Apa kabar Chanyeol di Seoul? Apa kuliahnya baik-baik saja? Apa Chanyeol sibuk sehingga tidak sempat membalas suratnya? Apa Chanyeol tidak mau diganggu? Atau Chanyeol sudah lupa padanya?

"Baekhyun kau mau kemana?"

"Eomeoni, apa benar tidak ada surat?" mata sipit Baekhyun berkaca-kaca menatap ibunya berharap wanita berkepala lima itu mengatakan 'ada' kali ini. Namun yang didapatnya hanya gelengan. Baekhyun mendesah kecewa. Ia duduk dengan dagu yang bertumpu di lutut menatap keluar rumah berharap tiba-tiba pak pos berhenti di depan rumahnya untuk meninggalkan surat dari Chanyeol.

"Eomeoni, kenapa Chanyeol tidak pernah membalas suratku lagi?" tanya Baekhyun.

"Mungkin dia sibuk. Mengertilah.."

Baekhyun menenggelamkan wajahnya di antara lutut kemudian menghela nafas panjang. Sibuk? Sesibuk apa sampai-sampai tanpa kabar sama sekali begini?

.

.

.

.

Bucheon, 6 Mei 1968

"Selamat ulang tahun sayang.."

Ibunya mencium pipi Baekhyun sayang. Ia menghidangkan sup rumput laut di atas meja makan pagi itu dan berdoa semoga umur anaknya panjang. Ia juga memberi syal merah rajutan sebagai hadiah walau saat ini adalah musim semi.

"Eomeoni, ada surat hari ini?"

Air muka ibunya berubah. Ia mengelus rambut anaknya yang semakin panjang sampai ke telinganya kemudian menggeleng pelan. Baekhyun menunduk menatap sup rumput laut di atas meja dan bergumam pelan, "Apa mungkin Chanyeol sudah lupa padaku eomeoni?"

Ibunya menghela nafas. Pertanyaan seperti ini sudah diajukan Baekhyun berkali-kali dalam seminggu terakhir. "Tidak mungkin Baek. Chanyeol mungkin sedang sangat sibuk dan tidak sempat menulis surat. Dia pasti akan kembali padamu seperti janjinya."

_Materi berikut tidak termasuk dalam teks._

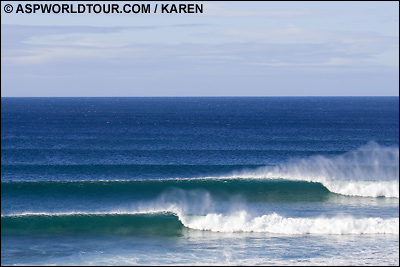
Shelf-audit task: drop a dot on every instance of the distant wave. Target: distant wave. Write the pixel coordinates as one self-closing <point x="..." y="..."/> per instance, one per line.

Baekhyun mengaduk-aduk sup rumput laut buatan ibunya sama sekali tidak berminat. Baekhyun merasa semakin aneh dengan Chanyeol. Kenapa bahkan di hari ulang tahunnya Chanyeol tidak mengirim surat?

Kaki kursi berderit saat Baekhyun bangkit berdiri. Ibunya mendongak bingung kemudian bertanya mau kemana gerangan putra satu-satunya tersebut.

"Aku mau menunggu surat Chanyeol."

Ibunya mendesah nafas kasihan. Ia menatap punggung Baekhyun yang berjalan semakin menjauh kemudian melirik sup rumput laut yang seharusnya spesial hari ini.

Seoul, 10 Mei 1968

Chanyeol berjalan terhuyung-huyung di sepanjang jalan menuju apartmennya. Pipinya merah padam dan matanya setengah terpejam. Ia bergumam tak jelas saat beberapa kali hampir jatuh terjerembab.

Kakinya hilang kekuatan saat ia ingin bangkit seolah semua saraf kakinya sudah lumpuh. Ia mengumpat kemudian meringis. Mencoba berdiri lagi kemudian bergumam. Ia tidak ingat berapa botol minuman keras yang ditenggaknya malam ini, tapi ia masih ingat dengan apa yang berusaha ia lupakan sejak menenggak botol pertama. Lalu kenapa dia harus susah-susah menyiksa dirinya dengan alkohol jika sampai begini pun ia masih teringat Baekhyun?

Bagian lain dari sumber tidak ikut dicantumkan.